- Purpose: detecting liver iron overload disorders

= Neutron stimulated emission computed tomography =

Imaging technique using induced gamma rays

Neutron stimulated emission computed tomography (NSECT) uses induced gamma emission through neutron inelastic scattering to generate images of the spatial distribution of elements in a sample.

== Clinical Applications ==
NSECT has been shown to be effective in detecting liver iron overload disorders and breast cancer. Due to its sensitivity in measuring elemental concentrations, NSECT is currently being developed for cancer staging, among other medical applications.

== NSECT mechanism ==
A given atomic nucleus, defined by its proton and neutron numbers, is a quantized system with a set of characteristic higher energy levels that it can occupy as a nuclear isomer. When the nucleus in its ground state is struck by a fast neutron with kinetic energy greater than that of its first excited state, it can undergo an isomeric transition to one of its excited states by receiving the necessary energy from the fast neutron through inelastic scatter. Promptly (on the order of picoseconds, on average) after excitation, the excited nuclear isomer de-excites (either directly or through a series of cascades) to the ground state, emitting a characteristic gamma ray for each decay transition with energy equal to the difference in the energy levels involved (see induced gamma emission).

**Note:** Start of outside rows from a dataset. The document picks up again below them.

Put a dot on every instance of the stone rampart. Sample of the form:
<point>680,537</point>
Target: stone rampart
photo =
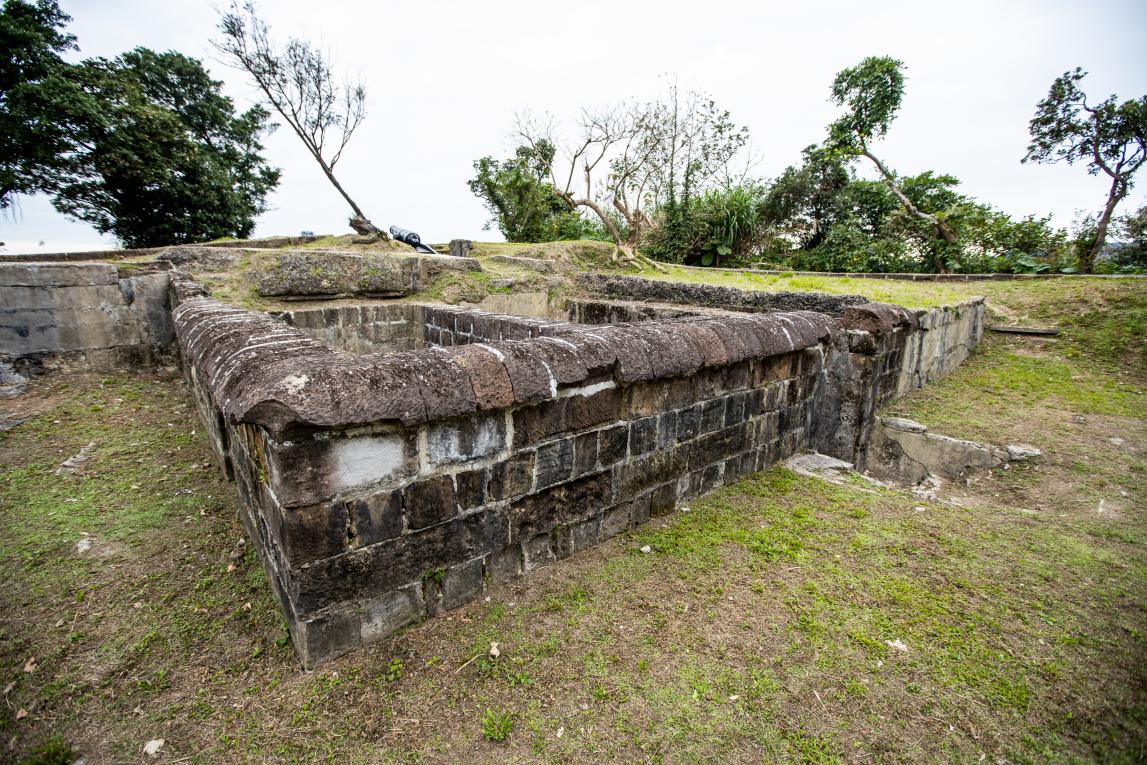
<point>92,317</point>
<point>381,489</point>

After irradiating the sample with neutrons, the measured number of emitted gamma rays of energy characteristic to the nucleus of interest is directly proportional to the number of such nuclei along the incident neutron beam trajectory. After repeating the measurement for neutron beam incidence at positions around the sample, an image of the distribution of the nuclei in the sample can be reconstructed as done in tomography.